AI research lab NeoCognition lands $40M seed to build agents that learn like humans
The startup aims to solve AI agents' 50% failure rate by mimicking how humans rapidly master new domains.
NeoCognition, a new AI research lab founded by Ohio State professor Yu Su, has launched from stealth with a substantial $40 million seed funding round. The investment was co-led by Cambium Capital and Walden Catalyst Ventures, with notable participation from Vista Equity Partners and angel investors including Intel CEO Lip-Bu Tan and Databricks co-founder Ion Stoica. Su, who initially resisted commercializing his academic work, was convinced to start the company by recent foundational model advances that could enable truly personalized AI agents.
Su argues that today's AI agents from companies like Anthropic (Claude Code), OpenAI, and Perplexity are unreliable generalists, successfully completing tasks only about 50% of the time. NeoCognition's core thesis is that for agents to become trustworthy, independent workers, they must be able to self-learn and specialize rapidly in any given domain, mirroring how humans master new professions.

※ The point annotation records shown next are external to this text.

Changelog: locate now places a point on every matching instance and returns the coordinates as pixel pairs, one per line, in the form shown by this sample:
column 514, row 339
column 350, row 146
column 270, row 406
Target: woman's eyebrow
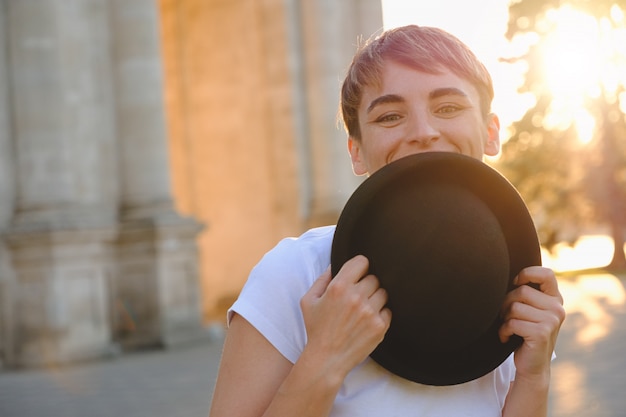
column 387, row 98
column 447, row 91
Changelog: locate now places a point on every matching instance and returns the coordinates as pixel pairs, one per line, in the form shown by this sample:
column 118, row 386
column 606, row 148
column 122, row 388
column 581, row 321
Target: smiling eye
column 449, row 108
column 388, row 118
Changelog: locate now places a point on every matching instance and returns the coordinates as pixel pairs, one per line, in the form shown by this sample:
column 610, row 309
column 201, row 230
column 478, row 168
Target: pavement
column 588, row 380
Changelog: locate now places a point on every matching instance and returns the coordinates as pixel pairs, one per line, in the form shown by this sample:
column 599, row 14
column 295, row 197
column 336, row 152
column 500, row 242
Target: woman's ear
column 358, row 165
column 492, row 146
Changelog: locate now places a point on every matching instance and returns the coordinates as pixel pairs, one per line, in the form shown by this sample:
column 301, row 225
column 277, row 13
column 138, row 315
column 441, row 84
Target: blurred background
column 152, row 151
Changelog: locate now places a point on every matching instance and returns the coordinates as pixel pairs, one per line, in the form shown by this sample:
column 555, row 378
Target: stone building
column 151, row 152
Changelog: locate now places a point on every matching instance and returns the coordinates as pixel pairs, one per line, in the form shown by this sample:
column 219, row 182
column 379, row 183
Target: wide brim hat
column 446, row 235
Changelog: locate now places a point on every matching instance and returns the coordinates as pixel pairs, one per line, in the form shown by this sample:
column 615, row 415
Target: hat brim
column 465, row 358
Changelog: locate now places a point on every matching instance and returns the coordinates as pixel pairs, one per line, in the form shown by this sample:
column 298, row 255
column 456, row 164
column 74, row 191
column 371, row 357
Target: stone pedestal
column 157, row 297
column 59, row 305
column 156, row 292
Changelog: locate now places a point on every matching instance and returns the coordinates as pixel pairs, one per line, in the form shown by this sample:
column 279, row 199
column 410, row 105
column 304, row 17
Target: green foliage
column 567, row 184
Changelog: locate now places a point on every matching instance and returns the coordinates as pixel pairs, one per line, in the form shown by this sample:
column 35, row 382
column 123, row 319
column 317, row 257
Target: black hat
column 446, row 235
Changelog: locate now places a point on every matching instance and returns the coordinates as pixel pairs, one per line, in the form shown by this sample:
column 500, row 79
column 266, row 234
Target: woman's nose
column 423, row 132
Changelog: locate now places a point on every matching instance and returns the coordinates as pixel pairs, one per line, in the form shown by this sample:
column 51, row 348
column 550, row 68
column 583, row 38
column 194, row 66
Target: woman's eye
column 449, row 108
column 392, row 117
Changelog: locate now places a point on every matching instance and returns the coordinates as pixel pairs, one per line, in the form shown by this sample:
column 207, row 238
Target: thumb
column 319, row 286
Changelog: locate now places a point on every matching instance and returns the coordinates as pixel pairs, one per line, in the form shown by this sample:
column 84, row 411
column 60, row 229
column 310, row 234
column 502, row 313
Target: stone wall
column 252, row 93
column 151, row 152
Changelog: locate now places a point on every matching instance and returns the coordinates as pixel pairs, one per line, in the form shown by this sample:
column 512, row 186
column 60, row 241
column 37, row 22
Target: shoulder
column 309, row 252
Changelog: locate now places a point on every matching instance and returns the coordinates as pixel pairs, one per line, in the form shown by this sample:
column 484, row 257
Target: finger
column 353, row 270
column 530, row 296
column 319, row 286
column 368, row 285
column 544, row 277
column 523, row 311
column 379, row 299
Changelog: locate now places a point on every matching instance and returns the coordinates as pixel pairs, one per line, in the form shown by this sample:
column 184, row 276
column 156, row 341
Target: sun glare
column 583, row 57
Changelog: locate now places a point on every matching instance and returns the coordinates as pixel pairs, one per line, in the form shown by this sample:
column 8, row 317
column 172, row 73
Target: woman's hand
column 345, row 316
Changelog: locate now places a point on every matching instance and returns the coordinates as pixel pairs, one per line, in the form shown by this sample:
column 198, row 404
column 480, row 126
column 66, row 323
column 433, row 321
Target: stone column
column 329, row 31
column 7, row 200
column 157, row 290
column 66, row 198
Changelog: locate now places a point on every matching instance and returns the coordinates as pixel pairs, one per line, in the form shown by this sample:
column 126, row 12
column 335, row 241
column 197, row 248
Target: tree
column 578, row 78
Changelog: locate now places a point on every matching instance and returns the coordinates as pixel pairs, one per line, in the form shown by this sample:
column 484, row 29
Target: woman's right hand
column 345, row 316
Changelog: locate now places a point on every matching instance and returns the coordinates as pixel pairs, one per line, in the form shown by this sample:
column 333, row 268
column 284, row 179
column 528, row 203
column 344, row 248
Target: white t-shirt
column 270, row 301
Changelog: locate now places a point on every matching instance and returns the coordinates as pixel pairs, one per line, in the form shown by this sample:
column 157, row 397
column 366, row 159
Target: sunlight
column 591, row 296
column 582, row 58
column 591, row 251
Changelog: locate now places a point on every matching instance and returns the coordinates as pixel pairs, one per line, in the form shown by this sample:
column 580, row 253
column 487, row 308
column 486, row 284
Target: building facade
column 151, row 152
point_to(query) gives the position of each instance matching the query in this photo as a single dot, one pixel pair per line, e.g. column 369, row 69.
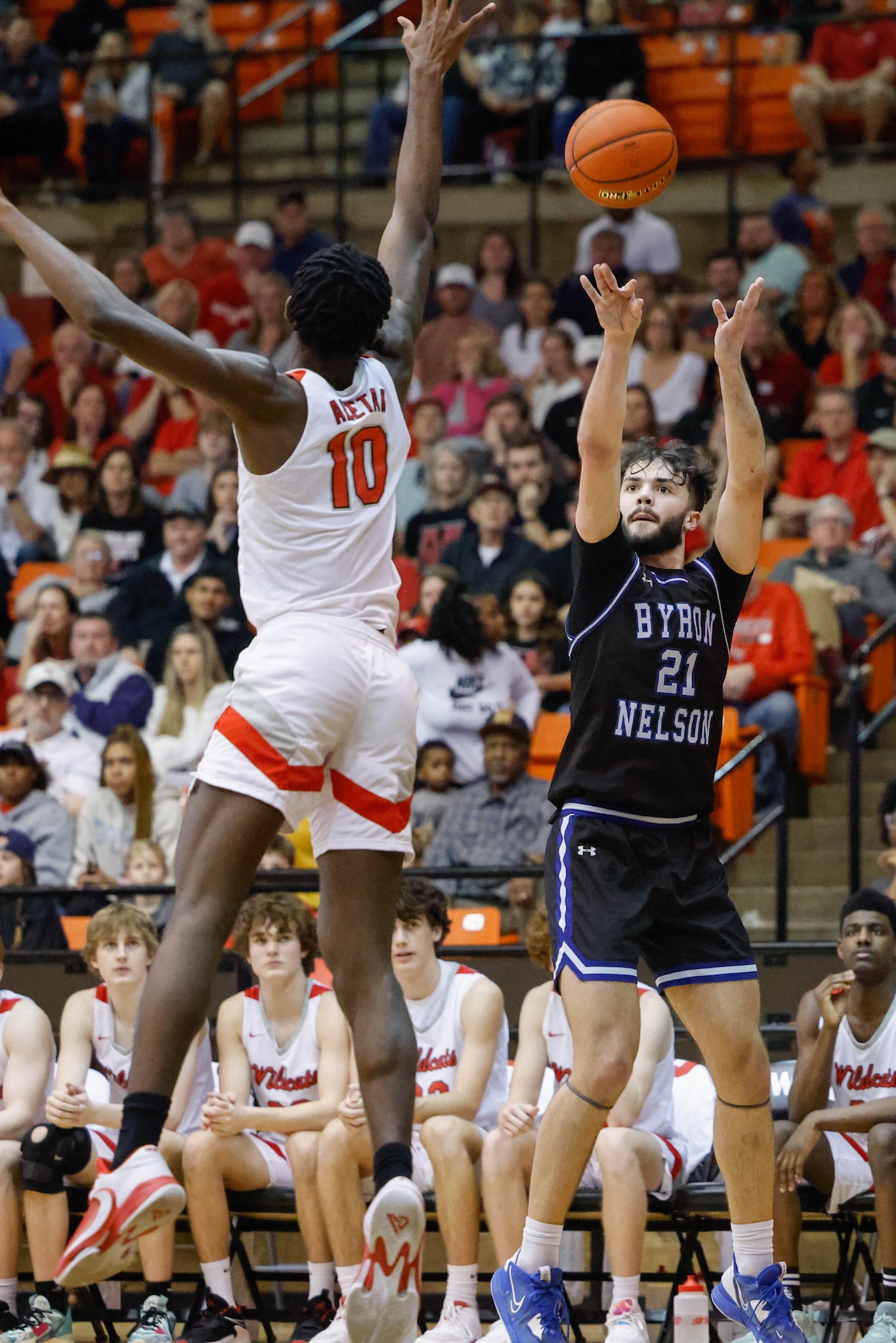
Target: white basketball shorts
column 321, row 723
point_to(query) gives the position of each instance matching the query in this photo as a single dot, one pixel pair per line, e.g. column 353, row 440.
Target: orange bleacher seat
column 734, row 812
column 35, row 316
column 696, row 105
column 813, row 702
column 76, row 930
column 29, row 572
column 477, row 927
column 551, row 731
column 770, row 552
column 145, row 24
column 767, row 119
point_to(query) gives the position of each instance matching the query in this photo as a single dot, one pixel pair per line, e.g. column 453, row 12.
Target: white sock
column 464, row 1280
column 218, row 1279
column 345, row 1276
column 626, row 1289
column 541, row 1246
column 752, row 1246
column 320, row 1279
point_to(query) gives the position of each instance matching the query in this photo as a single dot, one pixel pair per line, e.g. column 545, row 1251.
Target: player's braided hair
column 686, row 465
column 339, row 300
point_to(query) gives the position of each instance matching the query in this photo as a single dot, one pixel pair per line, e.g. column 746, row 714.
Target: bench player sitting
column 27, row 1055
column 847, row 1044
column 461, row 1081
column 637, row 1153
column 284, row 1044
column 99, row 1023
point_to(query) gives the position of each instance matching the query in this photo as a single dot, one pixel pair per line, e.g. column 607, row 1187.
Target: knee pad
column 61, row 1151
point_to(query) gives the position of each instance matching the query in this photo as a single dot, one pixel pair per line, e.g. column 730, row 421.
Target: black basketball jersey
column 649, row 653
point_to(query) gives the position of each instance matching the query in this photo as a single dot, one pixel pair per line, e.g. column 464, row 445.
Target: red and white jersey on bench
column 440, row 1041
column 657, row 1113
column 316, row 535
column 114, row 1063
column 282, row 1075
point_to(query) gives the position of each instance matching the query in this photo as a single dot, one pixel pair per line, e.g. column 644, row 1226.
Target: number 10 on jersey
column 368, row 449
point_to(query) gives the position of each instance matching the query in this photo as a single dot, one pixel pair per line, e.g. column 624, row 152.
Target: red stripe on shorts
column 249, row 742
column 391, row 815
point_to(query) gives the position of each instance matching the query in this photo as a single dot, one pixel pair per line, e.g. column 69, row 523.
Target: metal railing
column 859, row 737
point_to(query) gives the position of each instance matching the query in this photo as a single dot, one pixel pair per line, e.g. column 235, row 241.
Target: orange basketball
column 621, row 154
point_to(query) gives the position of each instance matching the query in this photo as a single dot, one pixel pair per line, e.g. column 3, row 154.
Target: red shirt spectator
column 61, row 379
column 772, row 636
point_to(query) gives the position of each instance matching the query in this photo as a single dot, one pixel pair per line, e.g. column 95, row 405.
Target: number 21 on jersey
column 368, row 451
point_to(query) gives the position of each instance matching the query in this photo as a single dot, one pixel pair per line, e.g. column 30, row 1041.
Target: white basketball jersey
column 316, row 535
column 864, row 1072
column 114, row 1063
column 657, row 1115
column 440, row 1041
column 282, row 1075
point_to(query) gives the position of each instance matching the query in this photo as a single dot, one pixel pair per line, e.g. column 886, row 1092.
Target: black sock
column 142, row 1123
column 390, row 1161
column 58, row 1297
column 790, row 1283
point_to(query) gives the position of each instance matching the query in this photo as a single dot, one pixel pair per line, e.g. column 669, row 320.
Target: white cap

The company is building agents that can autonomously construct a "world model" of a specific environment, which Su views as the critical missing link for reliability. With a team of about 15, mostly PhDs, NeoCognition plans to sell its agent systems to enterprise SaaS companies, leveraging Vista Equity's vast portfolio for go-to-market access.
- Raised $40M seed from Cambium Capital, Walden Catalyst, and Vista Equity, with angels including Intel's CEO.
- Aims to solve the ~50% failure rate of current AI agents by enabling autonomous specialization.
- Plans to sell self-learning agent systems to enterprise SaaS companies to build AI workers.
Why It Matters
If successful, it could create reliable, autonomous AI workers for enterprises, moving beyond today's error-prone assistants.